The supervisors discussed how to keep unsafe water from coming into contact with sterilized medical instruments. Dr. Jean Elrick received reassurances that the purified water used in dialysis procedures was safe, and no changes were needed.

After the meeting, Tenney headed for the surgical unit to check on the Custom Ultrasonic. Workers will now have to clean flexible diagnostic probes, among other tools, using a new machine. That device, which takes slightly longer than the other machine, avoids tap water and uses hydrogen peroxide, said Tenney, who remained at the hospital throughout the day.

In the basement, several large 60-gallon vats were boiling water, which was to be cooled and later used for food preparation, including washing salads or mixing with soups. But there was no water for coffee, much to the dismay of sleep-deprived employees. Even the popular “Coffee Central’’ cafe had no coffee.

Marilyn Hassett, a 76-year-old patient from Scituate who just had knee replacement surgery, knew she was among the lucky to have enjoyed a cup of coffee — brought by her family from a Dunkin’ Donuts in Weymouth, unaffected by the water emergency. Meanwhile, she said she has had an abundance of bottled water, soda, and juice provided by the hospital.

“They compensated,’’ she said of the staff.

At the morning meeting, Erickson had wondered aloud whether she should try to keep down the number of hospitalized patients to avoid straining resources. With 96 patients scheduled to be transferred to Mass. General by this morning — and typically an equal number hospitalized daily on an emergency basis — Erickson considered diverting nonurgent cases; however, by the afternoon, she concluded that the hospital could accommodate all scheduled transfers.

The task of informing all of the hospital system’s 22,000 staffers about new sanitation standards is far-reaching. MGH employees are spread among more than a dozen health clinics and research labs that go beyond the main Boston campus. A number of surgeries are conducted in off-site locations outside Boston, and supervisors emphasized that all nurses and medical staff should be using a special kind of foam to wash their hands, and avoiding any final contact with tap water before procedures. Supervisors talked about the need to deliver this new foam to all of the Mass. General facilities — but preserve resources.
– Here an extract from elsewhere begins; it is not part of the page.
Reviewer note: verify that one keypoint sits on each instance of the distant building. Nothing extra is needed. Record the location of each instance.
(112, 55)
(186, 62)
The hospital’s location in Danvers, in a community unaffected by the water emergency, will not get extra foam.

Officials had to ensure the safety of animals in experiments, too, under government regulations. Tap water was an issue, even in the safe nourishment of lab mice.

For one employee who grew up in the Dominican Republic, Victor Mata, the adjustments made this weekend reminded him of day-to-day life in his native land, and many other parts of the world, where ordinary people do not expect safe drinking water.

“It’s always that way,’’ said the 44-year-old housekeeper.